I'm lucky to have come across this collection of 25 tightly constructed, sparingly written short stories, of exile, displacement, and strange inner worlds from the Sheffield based author, Jo Cannon. The stories, most written in a an intimate first person whisper, deal with the psychological iceberg floating invisibly beneath the surface. The protagonists, whether they are the offspring of a terror bomber, or a spouse unwilling to allow treatment for his sick wife, are attempting to make sense of a world in which they feel marginal, uncomprehending and powerless.
it's a world where more is a expressed through silences and the apparently insignificant gestures of the title story than in spoken sentences, where the seemingly abnormal becomes normal.
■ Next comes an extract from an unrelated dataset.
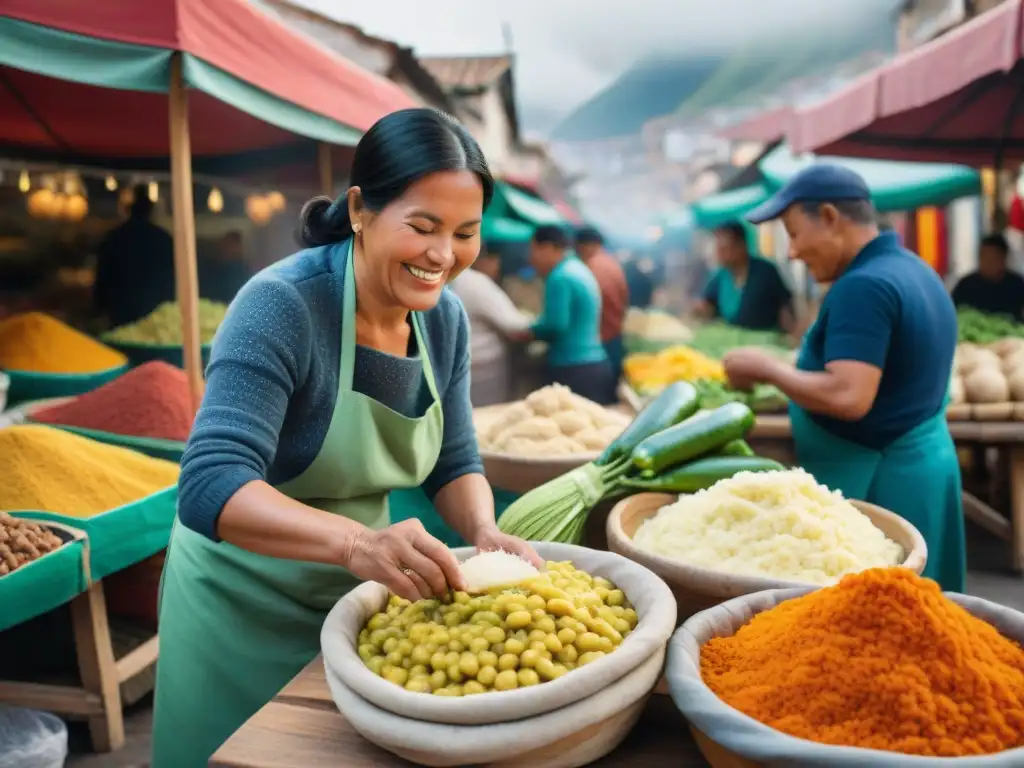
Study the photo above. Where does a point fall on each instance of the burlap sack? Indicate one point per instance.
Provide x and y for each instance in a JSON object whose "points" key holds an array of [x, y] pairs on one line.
{"points": [[573, 735], [755, 740], [649, 595]]}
A social worker in the highly amusing 'Evo Stick and the Bigamist' ( technically a trigamist she points out ) reflects that she 'wrote case studies about dysfunctional families that seemed normal to me' In the African bush, a young woman who 'walked from the village and her father's anger' for the love of a truck driver returns seven years later sick and emaciated to sleep in her younger sister's arms. 'I haven't mentioned the truck driver' she says as an act of silent kindness. I'm sure many of us spend more time in this sort of shadow world than we like to think, which is why we can relate to this collection.
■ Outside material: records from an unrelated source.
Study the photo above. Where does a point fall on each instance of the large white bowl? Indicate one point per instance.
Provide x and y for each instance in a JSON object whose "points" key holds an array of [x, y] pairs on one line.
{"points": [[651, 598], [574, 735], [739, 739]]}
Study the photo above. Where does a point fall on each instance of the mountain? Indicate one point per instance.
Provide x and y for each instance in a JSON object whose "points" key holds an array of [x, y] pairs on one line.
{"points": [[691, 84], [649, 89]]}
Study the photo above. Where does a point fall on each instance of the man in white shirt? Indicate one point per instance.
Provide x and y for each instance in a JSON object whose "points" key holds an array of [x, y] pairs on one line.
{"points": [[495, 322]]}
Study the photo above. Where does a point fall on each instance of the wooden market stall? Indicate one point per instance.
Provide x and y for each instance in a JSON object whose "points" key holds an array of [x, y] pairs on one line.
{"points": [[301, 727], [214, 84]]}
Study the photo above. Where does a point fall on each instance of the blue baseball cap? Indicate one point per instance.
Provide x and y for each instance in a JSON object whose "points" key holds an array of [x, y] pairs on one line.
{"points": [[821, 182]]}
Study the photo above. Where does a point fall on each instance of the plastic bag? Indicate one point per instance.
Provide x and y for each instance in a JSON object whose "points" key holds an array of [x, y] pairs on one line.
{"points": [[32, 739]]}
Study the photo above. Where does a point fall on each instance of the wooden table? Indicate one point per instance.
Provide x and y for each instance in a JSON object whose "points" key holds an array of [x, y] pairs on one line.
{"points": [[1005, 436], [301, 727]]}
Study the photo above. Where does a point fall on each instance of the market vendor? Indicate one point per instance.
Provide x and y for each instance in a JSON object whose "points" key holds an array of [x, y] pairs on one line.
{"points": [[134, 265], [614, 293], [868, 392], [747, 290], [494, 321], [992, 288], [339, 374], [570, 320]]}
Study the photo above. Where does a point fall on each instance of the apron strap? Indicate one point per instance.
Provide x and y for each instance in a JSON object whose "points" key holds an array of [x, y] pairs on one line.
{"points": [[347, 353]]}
Some sorties verge on the surreal, but have the same kind of eerie connection to reality, such as the woman who spends her life in a traffic jam, or wheter ' I get muddled about whether things are real or whether I just thought of them'. We've all had days like that. There are also some beautifully crafted parses and descriptions- ' a daddy longlegs danced, seventies style', and a multitude of others.
These bite size stories, a kind of love child of Alan Bennet and Lesley Glaister, are perfect commuter material and deserve a wide readership.